O pré-candidato ao Governo da Paraíba pelo PSOL, Olímpio Rocha, anunciou nesta segunda-feira (27), em entrevista à rádio Arapuan FM, que vai recorrer à instância nacional da Federação PSOL-Rede contra a decisão da convenção estadual que rejeitou a homologação do seu nome para a disputa majoritária. O advogado afirmou ainda que acionará a Polícia Federal (PF) e o Ministério Público Eleitoral (MPE) caso a intenção de recurso não seja registrada na ata oficial do encontro.
Durante a reunião partidária, o pré-candidato defendeu a manutenção da postulação e exigiu que a manifestação de inconformismo fizesse parte do documento final da convenção. “Que conste em ata a informação de que o PSOL recorrerá à instância nacional e que eu recorrerei também, em nome próprio, à instância nacional”, declarou.
Olímpio Rocha argumentou que a eventual omissão desse registro na ata configurará ilícito eleitoral, o que motivará a abertura de interpelação criminal contra os responsáveis pelo documento. “Se não constar na ata essa informação de que nós vamos recorrer, eu farei uma notícia-crime por falsidade ideológica eleitoral, artigo 350 do Código Eleitoral. É crime você omitir uma informação pública numa ata como a da convenção.

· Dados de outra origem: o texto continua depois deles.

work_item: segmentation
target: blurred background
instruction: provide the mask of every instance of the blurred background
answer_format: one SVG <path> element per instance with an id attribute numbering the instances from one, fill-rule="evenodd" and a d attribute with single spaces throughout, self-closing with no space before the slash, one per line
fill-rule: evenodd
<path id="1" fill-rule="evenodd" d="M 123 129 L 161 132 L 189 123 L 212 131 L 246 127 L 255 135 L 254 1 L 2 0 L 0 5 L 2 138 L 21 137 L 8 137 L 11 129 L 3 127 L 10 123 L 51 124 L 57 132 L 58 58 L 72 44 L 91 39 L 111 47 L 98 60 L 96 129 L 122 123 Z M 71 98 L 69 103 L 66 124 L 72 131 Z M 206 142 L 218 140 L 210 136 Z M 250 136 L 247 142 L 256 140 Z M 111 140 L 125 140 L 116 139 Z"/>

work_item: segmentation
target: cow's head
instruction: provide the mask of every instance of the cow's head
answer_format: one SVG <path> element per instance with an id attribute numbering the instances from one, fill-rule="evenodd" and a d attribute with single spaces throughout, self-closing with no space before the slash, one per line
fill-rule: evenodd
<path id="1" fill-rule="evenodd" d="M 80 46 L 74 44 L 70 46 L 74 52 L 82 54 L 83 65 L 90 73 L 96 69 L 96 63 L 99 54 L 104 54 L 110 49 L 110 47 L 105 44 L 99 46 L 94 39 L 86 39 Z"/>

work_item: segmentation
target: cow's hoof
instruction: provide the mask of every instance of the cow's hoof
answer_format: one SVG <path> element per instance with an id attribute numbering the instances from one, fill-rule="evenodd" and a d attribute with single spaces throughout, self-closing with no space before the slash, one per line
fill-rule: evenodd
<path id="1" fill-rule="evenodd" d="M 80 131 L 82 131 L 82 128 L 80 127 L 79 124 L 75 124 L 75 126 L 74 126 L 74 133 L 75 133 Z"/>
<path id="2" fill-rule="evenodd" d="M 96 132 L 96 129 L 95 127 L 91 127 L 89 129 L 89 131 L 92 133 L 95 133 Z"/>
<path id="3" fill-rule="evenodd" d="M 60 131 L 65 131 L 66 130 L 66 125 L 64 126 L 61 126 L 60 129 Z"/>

Então, a Polícia Federal e o Ministério Público Eleitoral tomarão as providências para responsabilizar quem eventualmente possa ter praticado o crime do artigo 350 do Código Eleitoral”, disse.
Em contrapartida, a presidente da Federação PSOL-Rede na Paraíba, Cristiana Almeida, contestou a versão do advogado e afirmou que a solicitação para inclusão do aviso na ata ocorreu após o término dos trabalhos plenários. “Pedir para constar em ata algo depois que a reunião terminou não é válido. A fala de Olímpio foi uma fala de defesa da candidatura dele. O que ele disse em plenária, interrompendo a fala da mesa, foi que iria recorrer. Eu disse: ‘Você tem todo o direito de recorrer como filiado e como dirigente’. Mas não foi acatado isso para constar em ata”, pontuou.
A dirigente ressaltou que a convenção foi gravada na íntegra e reafirmou que a soberania das deliberações partidárias prevaleceu na escolha da tática eleitoral. “Foi deliberado que a executiva da Federação pode se reunir a qualquer momento para ajustar candidaturas proporcionais e, se necessário, questões relacionadas à ata. Agora, querer incluir algo que não foi apresentado no momento adequado é algo que não podemos aceitar”, ressaltou Cristiana Almeida.
Por fim, a presidente minimizou as ameaças de judicialização e classificou a controvérsia como um debate estritamente partidário. “Ele pode ir à Polícia Federal, com todo respeito às instituições sérias que trabalham pelo Brasil, mas essa é uma questão de interna corporis, uma decisão partidária. A vontade da maioria da Federação PSOL-Rede na Paraíba foi pela não homologação da candidatura dele”, concluiu.